A representative of Amazon declined to comment on One-Click’s findings. The company is set to release fourth-quarter and full-year financials on Thursday.

One-Click’s figures also show that Amazon is more popular for apparel shopping among men, which Rigby said supports the age-old idea that men “take a more utilitarian approach” to shopping.

“Men’s apparel is both significantly larger and growing at a faster rate than women’s, suggesting that women still prefer to do their shopping in stores,” Rigby added.

Children’s apparel is also a solid area of growth in apparel as well, and One-Click attributed this largely to Amazon’s “core audience” of Millennials starting to have children. In true Millennial fashion, children’s apparel led Amazon’s Handcrafted marketplace last year.

But that’s not to say women’s items are not selling on Amazon, they may just be more interested in things that are harder to find in stores.
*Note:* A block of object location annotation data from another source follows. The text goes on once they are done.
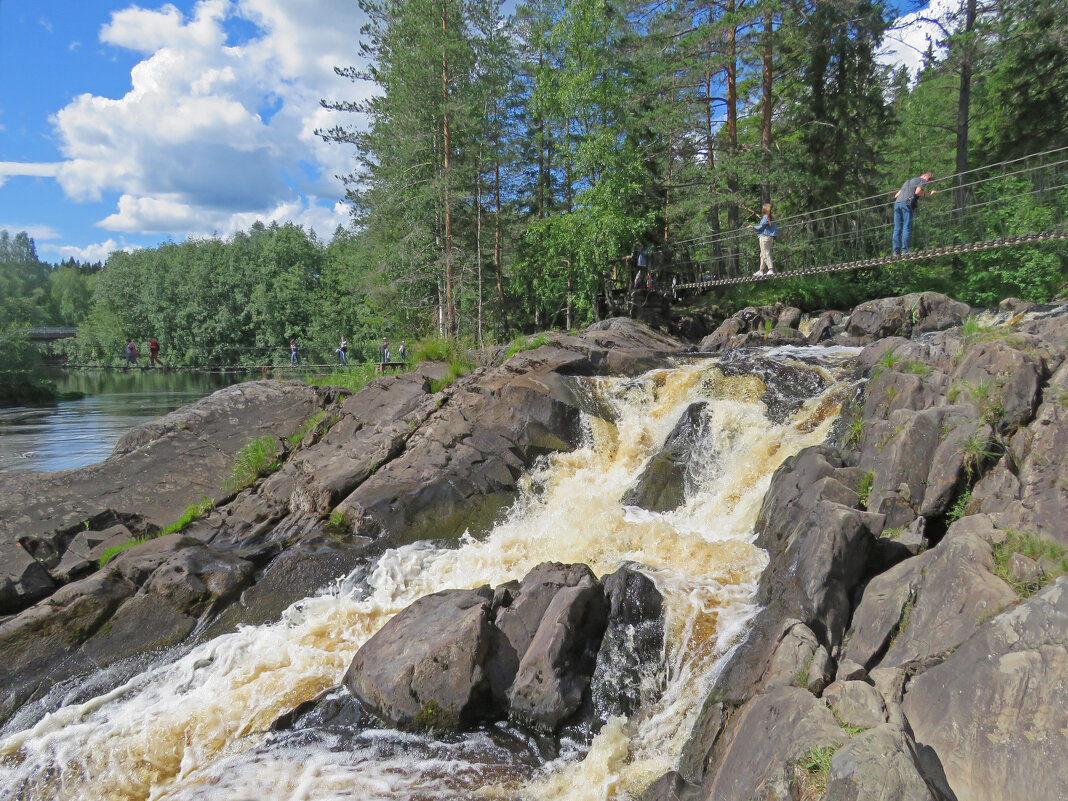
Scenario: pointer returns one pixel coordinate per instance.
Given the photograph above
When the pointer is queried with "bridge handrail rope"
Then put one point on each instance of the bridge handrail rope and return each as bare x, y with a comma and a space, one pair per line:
908, 257
883, 194
806, 217
862, 230
832, 238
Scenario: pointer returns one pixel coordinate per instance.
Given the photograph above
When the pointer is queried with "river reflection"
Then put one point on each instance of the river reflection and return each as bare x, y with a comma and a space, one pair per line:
73, 434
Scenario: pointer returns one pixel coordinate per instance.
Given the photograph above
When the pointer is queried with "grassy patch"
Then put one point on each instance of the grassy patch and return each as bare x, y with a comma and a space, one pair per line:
890, 360
525, 343
959, 507
865, 488
975, 452
856, 430
1055, 559
255, 458
802, 677
848, 728
301, 430
448, 350
193, 512
352, 378
812, 771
One-Click said the site’s top women’s apparel item was actually a constructed “full-figure” bra by Lilyette, a brand that offers a wide range of larger sizes, constructions and styles.
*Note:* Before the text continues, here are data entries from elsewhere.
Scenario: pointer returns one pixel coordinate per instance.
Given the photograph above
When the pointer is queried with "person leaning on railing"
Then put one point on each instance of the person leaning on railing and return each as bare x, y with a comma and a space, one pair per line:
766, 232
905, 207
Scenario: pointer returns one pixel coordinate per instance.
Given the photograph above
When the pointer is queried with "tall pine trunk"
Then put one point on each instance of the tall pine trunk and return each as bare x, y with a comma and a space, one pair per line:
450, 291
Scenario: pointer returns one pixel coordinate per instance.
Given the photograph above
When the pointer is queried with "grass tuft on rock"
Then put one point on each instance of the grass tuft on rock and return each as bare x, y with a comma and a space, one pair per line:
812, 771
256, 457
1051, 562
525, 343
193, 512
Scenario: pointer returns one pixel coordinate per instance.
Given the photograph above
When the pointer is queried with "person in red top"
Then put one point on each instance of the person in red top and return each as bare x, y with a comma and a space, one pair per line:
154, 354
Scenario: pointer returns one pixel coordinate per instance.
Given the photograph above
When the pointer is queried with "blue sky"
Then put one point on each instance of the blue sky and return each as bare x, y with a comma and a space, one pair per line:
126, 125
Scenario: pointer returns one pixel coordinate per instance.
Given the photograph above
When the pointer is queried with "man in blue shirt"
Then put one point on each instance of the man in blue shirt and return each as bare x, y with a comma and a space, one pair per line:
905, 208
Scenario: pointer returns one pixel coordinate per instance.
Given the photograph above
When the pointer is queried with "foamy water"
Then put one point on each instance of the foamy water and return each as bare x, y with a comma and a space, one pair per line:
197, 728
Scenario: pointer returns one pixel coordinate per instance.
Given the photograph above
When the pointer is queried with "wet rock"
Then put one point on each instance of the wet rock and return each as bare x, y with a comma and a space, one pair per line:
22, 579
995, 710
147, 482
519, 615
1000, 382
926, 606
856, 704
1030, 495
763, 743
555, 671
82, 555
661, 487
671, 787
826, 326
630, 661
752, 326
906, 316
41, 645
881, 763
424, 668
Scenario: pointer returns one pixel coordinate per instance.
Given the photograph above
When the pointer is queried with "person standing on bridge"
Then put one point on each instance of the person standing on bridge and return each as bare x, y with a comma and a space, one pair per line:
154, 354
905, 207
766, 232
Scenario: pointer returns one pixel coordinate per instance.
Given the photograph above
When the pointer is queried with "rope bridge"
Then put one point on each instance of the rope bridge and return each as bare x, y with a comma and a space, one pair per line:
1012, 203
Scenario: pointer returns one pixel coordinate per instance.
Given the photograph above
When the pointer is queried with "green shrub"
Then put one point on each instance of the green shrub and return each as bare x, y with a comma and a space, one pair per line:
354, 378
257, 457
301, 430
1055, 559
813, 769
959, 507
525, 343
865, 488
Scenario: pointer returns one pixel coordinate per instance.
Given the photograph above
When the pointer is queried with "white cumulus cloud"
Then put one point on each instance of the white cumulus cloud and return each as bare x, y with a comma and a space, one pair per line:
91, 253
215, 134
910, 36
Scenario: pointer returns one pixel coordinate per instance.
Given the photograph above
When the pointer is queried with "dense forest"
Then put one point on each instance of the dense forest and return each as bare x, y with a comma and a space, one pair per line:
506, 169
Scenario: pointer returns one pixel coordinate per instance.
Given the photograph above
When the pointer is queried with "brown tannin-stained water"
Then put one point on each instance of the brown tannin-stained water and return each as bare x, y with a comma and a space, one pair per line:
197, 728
Shoes are also a sizable sector for Amazon, with $3.7 billion in sales last year, and like apparel, One-Click said there’s room to increase that number exponentially. Amazon seems aware of this, too, and last year released its first private label shoe line, The Fix. Not long after that, Nike agreed to start selling some of its shoe styles on the marketplace and athletic shoes remained Amazon’s biggest shoe category in 2017.

One-Click noted in its report that sales growth in shoes is “significantly slower than in apparel.” Women’s shoe sales for last year are estimated at $1.7 billion, with men’s close behind at $1.6 billion and children’s estimated at $400 million. Again, showing the roadblock of shoppers wanting to try things on, the top-selling women’s shoe last year was Sanuk’s Yoga Sling flip-flop.
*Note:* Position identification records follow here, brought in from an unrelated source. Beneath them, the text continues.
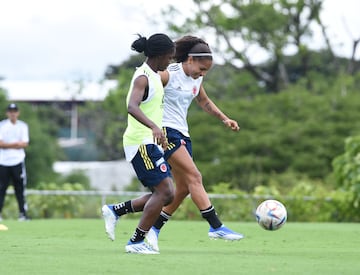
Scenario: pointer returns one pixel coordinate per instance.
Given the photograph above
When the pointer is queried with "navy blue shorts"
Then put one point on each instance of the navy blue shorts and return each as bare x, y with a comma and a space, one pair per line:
150, 166
175, 140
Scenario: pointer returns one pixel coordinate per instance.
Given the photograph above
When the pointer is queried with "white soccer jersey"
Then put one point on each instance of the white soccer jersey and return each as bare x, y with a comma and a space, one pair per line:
179, 93
9, 133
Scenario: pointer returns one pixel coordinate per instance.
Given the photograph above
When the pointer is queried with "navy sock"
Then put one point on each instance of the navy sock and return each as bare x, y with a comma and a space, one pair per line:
163, 218
123, 208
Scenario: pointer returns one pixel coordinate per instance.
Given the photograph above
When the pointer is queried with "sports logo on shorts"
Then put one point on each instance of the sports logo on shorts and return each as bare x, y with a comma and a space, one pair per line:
163, 167
194, 90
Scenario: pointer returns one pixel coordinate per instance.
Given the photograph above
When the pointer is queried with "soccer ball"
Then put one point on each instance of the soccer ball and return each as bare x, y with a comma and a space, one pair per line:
271, 214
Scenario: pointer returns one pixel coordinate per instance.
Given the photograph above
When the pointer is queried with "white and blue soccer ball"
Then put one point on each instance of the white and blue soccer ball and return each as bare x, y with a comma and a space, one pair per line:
271, 215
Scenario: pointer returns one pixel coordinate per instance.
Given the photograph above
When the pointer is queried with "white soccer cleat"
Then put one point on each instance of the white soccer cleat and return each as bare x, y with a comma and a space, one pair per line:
110, 219
152, 238
224, 233
140, 248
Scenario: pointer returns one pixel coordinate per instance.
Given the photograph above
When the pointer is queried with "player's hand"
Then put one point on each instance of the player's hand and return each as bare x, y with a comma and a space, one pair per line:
232, 124
159, 137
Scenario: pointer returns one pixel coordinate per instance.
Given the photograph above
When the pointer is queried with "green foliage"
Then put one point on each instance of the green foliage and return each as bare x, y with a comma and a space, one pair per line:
291, 131
347, 169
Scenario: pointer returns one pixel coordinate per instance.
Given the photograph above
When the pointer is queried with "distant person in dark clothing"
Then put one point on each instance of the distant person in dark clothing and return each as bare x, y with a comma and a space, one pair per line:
14, 137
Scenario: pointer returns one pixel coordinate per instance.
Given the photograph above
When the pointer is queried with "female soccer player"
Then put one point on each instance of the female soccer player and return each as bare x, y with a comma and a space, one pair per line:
183, 83
141, 140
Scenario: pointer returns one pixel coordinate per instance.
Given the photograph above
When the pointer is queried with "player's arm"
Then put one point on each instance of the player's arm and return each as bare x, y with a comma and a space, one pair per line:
13, 145
209, 106
136, 97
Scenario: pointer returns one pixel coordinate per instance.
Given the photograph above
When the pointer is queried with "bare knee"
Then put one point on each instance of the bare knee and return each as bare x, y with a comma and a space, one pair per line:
167, 194
195, 178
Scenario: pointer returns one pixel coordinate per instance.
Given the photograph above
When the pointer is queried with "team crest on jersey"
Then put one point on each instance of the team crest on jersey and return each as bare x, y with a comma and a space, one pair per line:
194, 90
163, 167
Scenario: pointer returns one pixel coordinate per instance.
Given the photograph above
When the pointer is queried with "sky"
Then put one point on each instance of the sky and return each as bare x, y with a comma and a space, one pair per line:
69, 40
With all of its knowledge of shoppers’ search queries and purchasing habits, Amazon has been increasing its arsenal of private brands, and increasing its promotion of them is seen by research firm L2 as starting to overshadow third-party brands that are popular on the site, like Nike, Adidas and Under Armour.

But just as Amazon is starting to make serious inroads with a consumer market it’s been focused on for years, the company is adding health care to the growing list of industries it will be putting a stake in.

Joined by Warren Buffet’s investment firm Berkshire Hathaway and JPMorgan Chase & Co., Amazon revealed Tuesday that it will be part of a new joint venture focused on “addressing health care” for their employees in the U.S.

Speculation of Amazon’s entrée into the health care industry, known as much for exorbitant costs as being a human necessity, has been rife over the past year, and while the three companies are focusing on their own employees, it seems to be already presumed that whatever developments come from the partnership will likely be a disruptive force in the market and have far-reaching effects.

Moody’s vice president Mickey Chadha said the mere existence of competition will likely cause waves. “There hasn’t been a new competitor with this magnitude of resources in the employee health care space for a very long time,” she said, adding that the industry is notoriously burdened by heavily regulations that will prove difficult for a newcomer.

Buffet, Amazon founder and ceo Jeff Bezos and JP Morgan chairman and ceo Jamie Diamond sounded ready for the challenge, but made clear they’re at an early stage in the partnership.

“The health care system is complex, and we enter into this challenge open-eyed about the degree of difficulty,” Bezos said. “Hard as it might be, reducing health care’s burden on the economy while improving outcomes for employees and their families would be worth the effort. Success is going to require talented experts, a beginner’s mind, and a long-term orientation.”

Buffet added that the group “does not come to this problem with answers” — the problem being rising health care costs that he characterized as “a tapeworm on the American economy.”

Diamond seemed most optimistic. “The three of our companies have extraordinary resources, and our goal is to create solutions that benefit our U.S. employees, their families and, potentially, all Americans,” he said.